注意：对于 ASCII 字符串，因为无论哪种编码对应的结果都是一样的，所以可以直接使用 b'xxxx' 赋值创建 bytes 实例，但对于非 ASCII 编码的字符则不能通过这种方式创建 bytes 实例，需要指明编码方式。

b1=b'123'
print(type(b1))
# b2=b'中国' #报错
# 所以得这样:
b2=bytes('中国','utf8')
print(b2)#b'\xe4\xb8\xad\xe5\x9b\xbd'

四布尔值

一个布尔值只有True、False两种值，要么是True，要么是False，在Python中，可以直接用True、False表示布尔值（请注意大小写）

print(True)
print(4>2)
print(bool([3,4]))
print(True+1)

与或非操作：

bool(1 and 0)
bool(1 and 1)
bool(1 or 0)
bool(not 0)

布尔值经常用在条件判断中:

age=18
if age>18:#bool(age>18)
    print('old')
else:
    print('young')

五 List（列表）

OK,现在我们知道了字符串和整型两个数据类型了，那需求来了，我想把某个班所有的名字存起来，怎么办？

有同学说，不是学变量存储了吗，我就用变量存储呗，呵呵，不嫌累吗，同学，如班里有一百个人，你就得创建一百个变量啊，消耗大，效率低。

又有同学说，我用个大字符串不可以吗，没问题，你的确存起来了，但是，你对这个数据的操作（增删改查）将变得非常艰难，不是吗，我想知道张三的位置，你怎么办？

在这种需求下，编程语言有了一个重要的数据类型－－－－列表（list）

什么是列表：

列表（list）是Python以及其他语言中最常用到的数据结构之一。
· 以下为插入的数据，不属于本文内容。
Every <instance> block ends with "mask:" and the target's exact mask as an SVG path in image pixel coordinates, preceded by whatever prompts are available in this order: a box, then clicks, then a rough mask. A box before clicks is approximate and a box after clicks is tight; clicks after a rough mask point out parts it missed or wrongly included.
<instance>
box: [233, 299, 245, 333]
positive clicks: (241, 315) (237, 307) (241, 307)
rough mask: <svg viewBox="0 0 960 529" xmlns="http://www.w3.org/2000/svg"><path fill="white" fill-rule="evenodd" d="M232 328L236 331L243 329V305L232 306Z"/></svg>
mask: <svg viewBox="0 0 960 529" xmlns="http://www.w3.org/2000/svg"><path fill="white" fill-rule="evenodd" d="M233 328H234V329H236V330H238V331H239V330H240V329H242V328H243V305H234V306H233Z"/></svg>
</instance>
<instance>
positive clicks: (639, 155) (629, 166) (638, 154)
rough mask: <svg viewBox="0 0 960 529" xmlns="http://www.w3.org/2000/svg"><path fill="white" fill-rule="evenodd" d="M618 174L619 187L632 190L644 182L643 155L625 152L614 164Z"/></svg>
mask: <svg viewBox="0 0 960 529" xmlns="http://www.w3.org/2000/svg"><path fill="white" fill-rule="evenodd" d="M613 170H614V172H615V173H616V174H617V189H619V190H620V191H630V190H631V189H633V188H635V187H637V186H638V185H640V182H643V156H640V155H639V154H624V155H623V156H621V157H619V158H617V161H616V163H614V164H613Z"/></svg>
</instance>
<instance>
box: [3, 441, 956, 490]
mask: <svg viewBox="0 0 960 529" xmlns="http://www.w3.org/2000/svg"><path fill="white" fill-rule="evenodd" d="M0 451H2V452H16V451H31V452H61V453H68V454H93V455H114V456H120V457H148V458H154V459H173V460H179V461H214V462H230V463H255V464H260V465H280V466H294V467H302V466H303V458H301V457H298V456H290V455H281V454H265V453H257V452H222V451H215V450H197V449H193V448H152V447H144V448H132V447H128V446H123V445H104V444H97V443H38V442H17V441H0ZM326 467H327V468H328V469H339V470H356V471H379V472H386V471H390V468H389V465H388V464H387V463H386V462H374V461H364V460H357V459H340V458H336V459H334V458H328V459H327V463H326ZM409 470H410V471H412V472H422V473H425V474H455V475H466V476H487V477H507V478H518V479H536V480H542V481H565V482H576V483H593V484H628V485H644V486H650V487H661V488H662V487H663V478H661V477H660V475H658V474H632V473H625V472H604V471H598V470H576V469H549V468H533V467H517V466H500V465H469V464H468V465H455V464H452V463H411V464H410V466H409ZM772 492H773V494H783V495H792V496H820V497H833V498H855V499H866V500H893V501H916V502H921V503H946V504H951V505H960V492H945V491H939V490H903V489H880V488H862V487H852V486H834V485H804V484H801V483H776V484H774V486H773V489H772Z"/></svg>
Python使用使用中括号 [ ] 来解析列表。列表是可变的（mutable）——可以改变列表的内容。

对应操作：

1 查（［］）

names_class2 = ['张三', '李四', '王五', '赵六']

print(names_class2[2])  #王五
print(names_class2[0:3])#['张三', '李四', '王五']
print(names_class2[0:7])    #['张三', '李四', '王五', '赵六']
print(names_class2[-1])     #赵六
print(names_class2[2:3])       #['王五']
print(names_class2[0:3:1])      #['张三', '李四', '王五']
print(names_class2[3:0:-1])        #['赵六', '王五', '李四']
print(names_class2[:])              #['张三', '李四', '王五', '赵六']

2 增（append，insert）

insert 方法用于将对象插入到列表中，而append方法则用于在列表末尾追加新的对象

names_class2.append('alex')
names_class2.insert(2,'alvin')
print(names_class2)

3 改（重新赋值）

insert 方法用于将对象插入到列表中，而append方法则用于在列表末尾追加新的对象

names_class2 = ['张三', '李四', '王五', '赵六']
names_class2.append('alex')
names_class2.insert(2,'alvin')
print(names_class2)  #['张三', '李四', 'alvin', '王五', '赵六', 'alex']

3 改（重新赋值）

names_class2 = ['张三', '李四', '王五', '赵六']
names_class2[3] = '赵七'
names_class2[0:2] = ['wusir', 'alvin']
print(names_class2) #['wusir', 'alvin', '王五', '赵七']

4 删（remove，del，pop）

names_class2 = ['张三', '李四', 'alvin', '王五', '赵六', 'alex']
names_class2.remove('alex')
del names_class2[0]
del names_class2
names_class2.pop()#注意,pop是有一个返回值的

5 其他操作

5.1 count

count 方法统计某个元素在列表中出现的次数：

>>> ['to', 'be', 'or', 'not', 'to', 'be'].count('to') 
2 
>>> x = [[1,2], 1, 1, [2, 1, [1, 2]]] 
>>> x.count(1) 
2 
>>> x.count([1,2]) 
1

5.2 extend

extend 方法可以在列表的末尾一次性追加另一个序列中的多个值。

>>> a = [1, 2, 3] 
>>> b = [4, 5, 6] 
>>> a.extend(b) 
>>> a 
[1, 2, 3, 4, 5, 6]

extend 方法修改了被扩展的列表，而原始的连接操作（+）则不然，它会返回一个全新的列表。

>>> a = [1, 2, 3] 
>>> b = [4, 5, 6] 
>>> a.extend(b) 
>>> a 
[1, 2, 3, 4, 5, 6] 
>>> 
>>> a + b 
[1, 2, 3, 4, 5, 6, 4, 5, 6] 
>>> a 
[1, 2, 3, 4, 5, 6]

5.3 index

index 方法用于从列表中找出某个值第一个匹配项的索引位置：

names_class2 = ['张三', '李四', 'alvin', '王五', '赵六', 'alex']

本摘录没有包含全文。